Marketing Plan

DEFINITION of 'Marketing Plan'

A marketing plan is a business's operational document for advertising campaigns designed to reach its target market. A marketing plan pulls together all the campaigns that will be undertaken over a period of time, with additional information on how they will be measured and monitored. The marketing plan interacts with other business operations in several ways, including:

  • Providing market research to support pricing decisions and new market entries.

  • Tailoring the main messages to different demographics and geographic areas.

  • Selecting the platforms for promoting the product or services - digital, radio, internet, trade magazine, etc. - and the mix of those platforms for each campaign.

  • Setting up the success metrics and the results reporting timelines.

A marketing plan is built off of a company’s overall marketing strategy.

BREAKING DOWN 'Marketing Plan'

Marketing plans and strategies are often used interchangeably. This is because a marketing plan shouldn't exist without the big picture strategy backing it up. Sometimes you'll find the strategy and the plan are one document, especially for smaller companies that may only run one or two major campaigns in a year. In the strictest sense, however, the plan is what you are going to do on a monthly, quarterly or annual basis. The marketing strategy tackles the bigger question of what the value proposition is.

Creating a Marketing Plan

A marketing plan takes the value proposition of a business and sets out the schedule for a set period of time. Some marketing plans only cover a single quarter while others might cover a whole year. Ideally market research will have identified the platforms to reach the target audience - radio, social media, online ads, regional TV spots, etc. - as well as helped in crafting the key messages. The marketing plan covers the rationale for decisions and the overall marketing strategy in brief, and then focuses on the creation, timing and placement of specific campaigns and how the outcomes will be measured.

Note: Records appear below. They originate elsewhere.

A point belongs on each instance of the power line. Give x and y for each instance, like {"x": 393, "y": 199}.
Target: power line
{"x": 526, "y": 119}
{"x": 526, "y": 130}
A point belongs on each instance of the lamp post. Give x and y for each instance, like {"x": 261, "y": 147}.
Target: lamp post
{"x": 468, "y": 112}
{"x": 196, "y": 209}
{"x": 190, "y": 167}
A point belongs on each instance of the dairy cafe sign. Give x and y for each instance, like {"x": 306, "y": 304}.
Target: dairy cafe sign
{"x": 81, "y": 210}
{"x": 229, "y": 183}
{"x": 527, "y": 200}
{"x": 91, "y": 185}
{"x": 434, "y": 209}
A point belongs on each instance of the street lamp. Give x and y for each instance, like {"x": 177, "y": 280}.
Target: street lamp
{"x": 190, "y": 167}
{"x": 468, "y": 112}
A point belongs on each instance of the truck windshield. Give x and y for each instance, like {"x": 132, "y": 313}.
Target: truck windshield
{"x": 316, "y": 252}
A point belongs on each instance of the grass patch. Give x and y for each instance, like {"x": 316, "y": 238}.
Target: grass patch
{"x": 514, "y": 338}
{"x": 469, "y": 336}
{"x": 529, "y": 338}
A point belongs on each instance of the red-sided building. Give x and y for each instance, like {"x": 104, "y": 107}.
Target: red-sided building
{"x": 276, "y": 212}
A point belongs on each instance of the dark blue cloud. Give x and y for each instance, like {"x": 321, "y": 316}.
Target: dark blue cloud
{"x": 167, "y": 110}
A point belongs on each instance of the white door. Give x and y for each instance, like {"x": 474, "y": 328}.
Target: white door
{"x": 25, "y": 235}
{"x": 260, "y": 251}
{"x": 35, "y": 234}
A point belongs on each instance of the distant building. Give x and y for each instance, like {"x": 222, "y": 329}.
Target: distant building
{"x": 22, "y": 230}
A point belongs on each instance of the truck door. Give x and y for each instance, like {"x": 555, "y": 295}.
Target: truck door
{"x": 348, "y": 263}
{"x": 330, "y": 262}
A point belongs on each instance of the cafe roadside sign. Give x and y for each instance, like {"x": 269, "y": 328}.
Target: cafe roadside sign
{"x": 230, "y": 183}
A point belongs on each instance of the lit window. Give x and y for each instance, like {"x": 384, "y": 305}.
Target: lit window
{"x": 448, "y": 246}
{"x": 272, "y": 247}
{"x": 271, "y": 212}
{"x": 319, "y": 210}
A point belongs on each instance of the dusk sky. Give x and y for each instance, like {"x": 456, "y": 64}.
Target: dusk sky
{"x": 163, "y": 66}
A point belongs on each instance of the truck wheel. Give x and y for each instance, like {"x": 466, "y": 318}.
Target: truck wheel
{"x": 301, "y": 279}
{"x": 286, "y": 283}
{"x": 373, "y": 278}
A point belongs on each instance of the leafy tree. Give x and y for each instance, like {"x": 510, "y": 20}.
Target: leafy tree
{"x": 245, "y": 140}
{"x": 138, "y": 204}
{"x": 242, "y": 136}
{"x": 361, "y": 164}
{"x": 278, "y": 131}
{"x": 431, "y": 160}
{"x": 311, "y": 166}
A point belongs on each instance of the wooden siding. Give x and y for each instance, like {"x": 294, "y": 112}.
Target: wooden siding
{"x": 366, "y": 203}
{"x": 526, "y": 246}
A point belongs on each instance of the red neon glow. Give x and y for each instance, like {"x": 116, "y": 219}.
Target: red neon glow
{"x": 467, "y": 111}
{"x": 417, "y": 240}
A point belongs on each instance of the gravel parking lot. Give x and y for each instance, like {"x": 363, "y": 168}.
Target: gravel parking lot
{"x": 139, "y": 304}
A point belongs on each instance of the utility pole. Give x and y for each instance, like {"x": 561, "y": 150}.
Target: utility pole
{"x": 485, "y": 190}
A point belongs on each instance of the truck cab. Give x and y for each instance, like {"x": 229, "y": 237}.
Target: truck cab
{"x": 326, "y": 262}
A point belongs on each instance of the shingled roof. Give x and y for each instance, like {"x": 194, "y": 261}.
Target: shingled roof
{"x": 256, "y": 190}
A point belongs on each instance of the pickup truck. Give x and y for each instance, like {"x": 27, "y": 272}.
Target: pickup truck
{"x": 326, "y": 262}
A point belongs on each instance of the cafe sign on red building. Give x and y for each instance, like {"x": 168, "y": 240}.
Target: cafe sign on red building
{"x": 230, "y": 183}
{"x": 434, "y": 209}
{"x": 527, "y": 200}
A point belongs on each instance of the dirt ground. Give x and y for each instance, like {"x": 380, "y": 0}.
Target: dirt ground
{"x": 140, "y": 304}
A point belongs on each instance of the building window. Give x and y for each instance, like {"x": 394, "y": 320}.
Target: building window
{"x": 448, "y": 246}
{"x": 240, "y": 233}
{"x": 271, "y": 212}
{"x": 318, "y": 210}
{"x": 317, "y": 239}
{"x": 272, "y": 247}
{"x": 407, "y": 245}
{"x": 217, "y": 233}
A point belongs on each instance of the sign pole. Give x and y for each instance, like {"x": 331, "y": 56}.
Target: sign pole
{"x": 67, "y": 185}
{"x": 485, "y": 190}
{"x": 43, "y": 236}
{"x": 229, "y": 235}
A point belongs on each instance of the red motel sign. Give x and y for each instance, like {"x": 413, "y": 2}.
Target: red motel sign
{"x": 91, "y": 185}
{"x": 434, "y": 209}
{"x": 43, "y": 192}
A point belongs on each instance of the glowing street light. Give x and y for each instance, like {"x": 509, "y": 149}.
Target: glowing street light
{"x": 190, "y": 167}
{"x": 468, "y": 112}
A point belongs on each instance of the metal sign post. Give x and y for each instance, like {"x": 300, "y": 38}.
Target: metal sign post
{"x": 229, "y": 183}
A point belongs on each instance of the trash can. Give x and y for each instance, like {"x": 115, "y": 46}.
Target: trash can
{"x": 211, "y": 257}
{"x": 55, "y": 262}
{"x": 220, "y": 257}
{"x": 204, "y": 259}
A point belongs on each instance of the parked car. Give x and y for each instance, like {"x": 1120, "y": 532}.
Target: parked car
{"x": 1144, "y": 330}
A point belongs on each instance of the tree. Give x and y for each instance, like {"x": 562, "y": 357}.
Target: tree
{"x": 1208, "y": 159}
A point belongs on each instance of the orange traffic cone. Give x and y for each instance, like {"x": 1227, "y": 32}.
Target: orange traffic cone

Executing a Marketing Plan

A marketing plan can be tweaked at any point based on the results. If digital ads are performing better than expected, for example, budget within a campaign can be moved to the higher performing platform or a new budget can be initiated. The challenge for the people managing the plan on any specific campaign is to give every platform the time to show results properly. Digital marketing tends to fire off results in near real-time, whereas TV ads require regular rotation to get any kind of market penetration. So there is a fine line between giving a specific element of a marketing plan too much or too little time to succeed.

In the traditional marketing mix model, a marketing plan would sit primarily under ‘promotion’ as one of the four Ps.